It's not that the uevent is not sent to the agent. If I remove the waiting and ignore UpdateInterface error, the device shows up very quickly and the uevent listening goroutine is able to pick up uevents for it. So it's like the goroutine is not woke up when agent is waiting in UpdateInterface call.
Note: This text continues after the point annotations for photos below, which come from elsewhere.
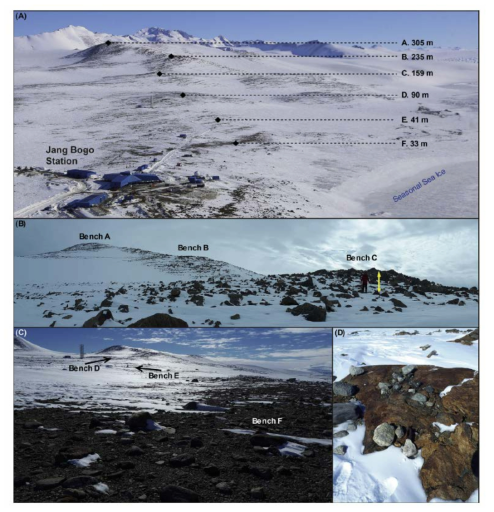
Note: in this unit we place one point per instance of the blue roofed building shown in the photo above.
(92, 200)
(80, 174)
(87, 202)
(122, 181)
(147, 177)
But I don't know why that is happening.

Also since netmon works in @sboeuf 's local environment, I put up a testing PR (https://github.com/kata-containers/tests/pull/743) to get a baseline for environment comparison. And it turns out that two times out of three, it failed on getting the IP of new hotplugged nic. So the failure/success do not seem constant even for CI.

It's not clear to me what has caused the failure/success. @sboeuf @devimc @amshinde @caoruidong help to take a look.
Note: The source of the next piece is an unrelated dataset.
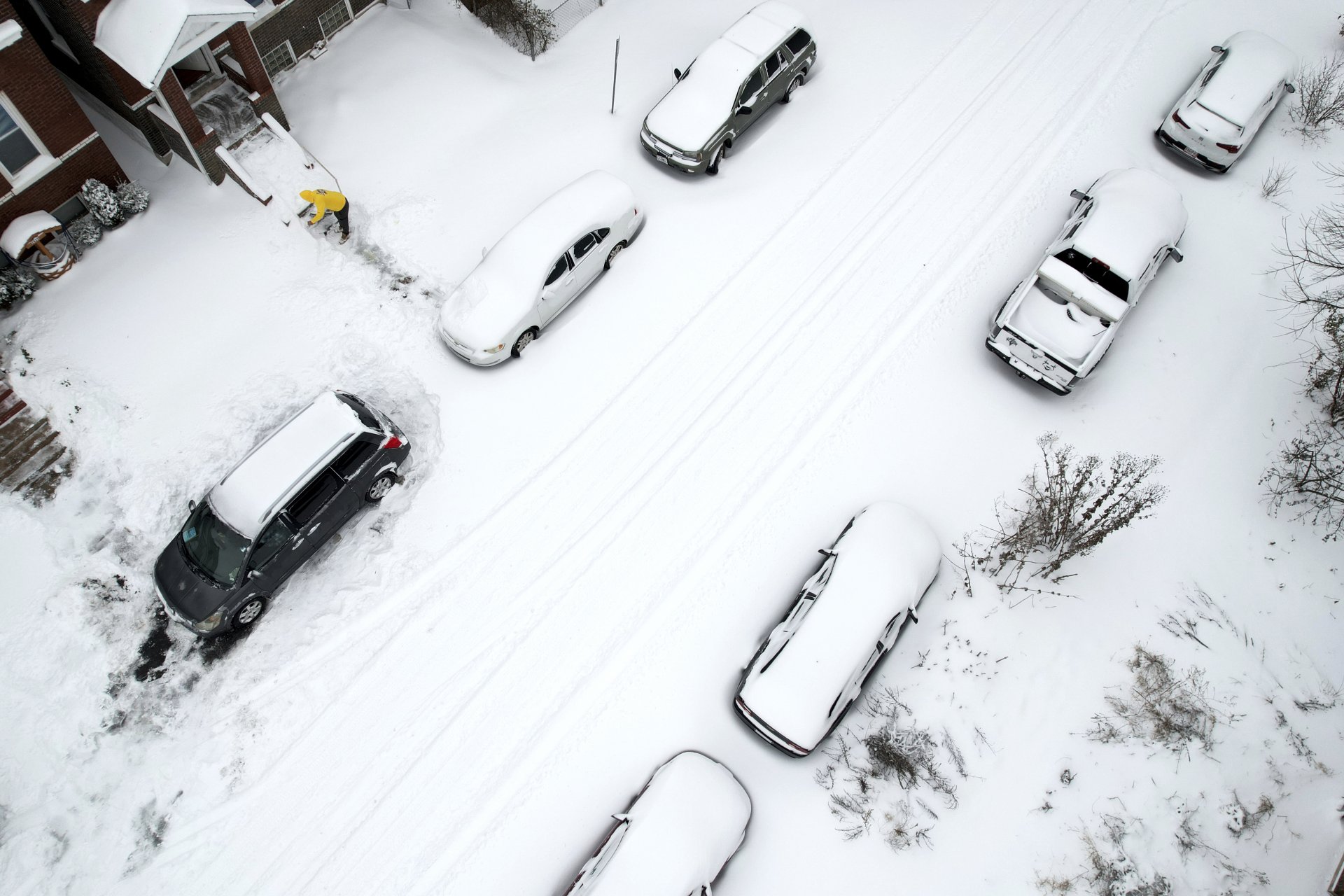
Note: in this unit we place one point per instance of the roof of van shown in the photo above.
(883, 566)
(246, 498)
(505, 285)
amshinde commented 6 years ago

@bergwolf I'll take a look at this.

amshinde commented 6 years ago

@bergwolf I have not been able to to reproduce this issue at all on my local setup. Looks like the device gets hotplugged well in advance on my setup. I havent had any luck reproducing this on an Azure instance while running the test for 10 min. I'll try to reproduce this issue on Azure tomorrow. I dont think it should matter, but can you let me know what rootfs (and other environement) you were using for your tests?

Meanwhile, I had a look at the changes for uevent and I think change this could be causing the uevent listening loop to be locked permanently: https://github.com/kata-containers/agent/blob/7caf1c8bd9ebad9ab6631e1839d62c8c98ed7d8a/device.go#L125-L132

With that change the sandbox lock is never released. I have pushed a revert for it here: https://github.com/kata-containers/agent/pull/375 Can you test with that and let me know. Meanwhile I will continue testing tomorrow, to see if there is any other issue related to network hotplug uevents.
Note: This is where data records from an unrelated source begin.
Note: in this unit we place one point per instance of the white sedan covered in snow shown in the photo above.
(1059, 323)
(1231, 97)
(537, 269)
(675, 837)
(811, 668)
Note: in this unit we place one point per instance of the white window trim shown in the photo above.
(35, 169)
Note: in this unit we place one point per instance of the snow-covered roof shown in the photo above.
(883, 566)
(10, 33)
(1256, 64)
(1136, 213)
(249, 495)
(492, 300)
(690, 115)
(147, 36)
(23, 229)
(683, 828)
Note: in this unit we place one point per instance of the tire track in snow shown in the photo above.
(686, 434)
bergwolf commented 6 years ago

@amshinde Thanks for looking into it. Nice catch on the missing lock! I guess I never hit that code path though. I can see Waiting on channel for device notification printed in the agent console. E.g., (just reverted that commit and ran kata-containers/runtime#534):

Sep 19 16:09:55 vmfarm kata-proxy[7203]: time="2018-09-19T16:09:55.999956371+08:00" level=info msg="time=\"2018-09-19T08:09:55.990219937Z\" level=info msg=\"Fetched PCI address for device\" completePCIAddr=\"0000:00:02.0/0000:01:01.0\" name=kata-agent pid=1 sandbox=5a84955650e0852ff6b513bed1e9305c5a24d16ddd0d01a695d7cc645d522b3d source=agent\n" name=kata-proxy pid=7203 sandbox=5a84955650e0852ff6b513bed1e9305c5a24d16ddd0d01a695d7cc645d522b3d source=agent Sep 19 16:09:56 vmfarm kata-proxy[7203]: time="2018-09-19T16:09:56.000040707+08:00" level=info msg="time=\"2018-09-19T08:09:55.990355952Z\" level=info msg=\"Waiting on channel for device notification\" name=kata-agent pciID=02/01 pid=1 sandbox=5a84955650e0852ff6b513bed1e9305c5a24d16ddd0d01a695d7cc645d522b3d source=agent\n" name=kata-proxy pid=7203 sandbox=5a84955650e0852ff6b513bed1e9305c5a24d16ddd0d01a695d7cc645d522b3d source=agent Sep 19 16:09:56 vmfarm kata-proxy[7203]: time="2018-09-19T16:09:56.573418625+08:00" level=info msg="[ 1.184191] IPv6: ADDRCONF(NETDEV_CHANGE): eth0: link becomes ready\n" name=kata-proxy pid=7203 sandbox=5a84955650e0852ff6b513bed1e9305c5a24d16ddd0d01a695d7cc645d522b3d source=agent Sep 19 16:09:56 vmfarm kata-proxy[7203]: time="2018-09-19T16:09:56.575381281+08:00" level=info msg="[ 1.185224] clocksource: tsc: mask: 0xffffffffffffffff max_cycles: 0x39c5ded8016, max_idle_ns: 440795406786 ns\n" name=kata-proxy pid=7203 sandbox=5a84955650e0852ff6b513bed1e9305c5a24d16ddd0d01a695d7cc645d522b3d source=agent Sep 19 16:09:59 vmfarm kata-proxy[7203]: time="2018-09-19T16:09:59.000995824+08:00" level=info msg="time=\"2018-09-19T08:09:58.990735646Z\" level=debug msg=\"request end\" duration=3.000515709s error=\"rpc error: code = DeadlineExceeded desc = Timeout reached after 3s waiting for device 0000:00:02.0/0000:01:01.0\" name=kata-agent pid=1 request=/grpc.AgentService/UpdateInterface resp=\"\" sandbox=5a84955650e0852ff6b513bed1e9305c5a24d16ddd0d01a695d7cc645d522b3d source=agent\n" name=kata-proxy pid=7203 sandbox=5a84955650e0852ff6b513bed1e9305c5a24d16ddd0d01a695d7cc645d522b3d source=agent

And I tried both initrd (make DISTRO=alpine USE_DOCKER=yes AGENT_INIT=yes initrd) and rootfs image (make DISTRO=centos USE_DOCKER=yes AGENT_INIT=no image). Both failed the same way.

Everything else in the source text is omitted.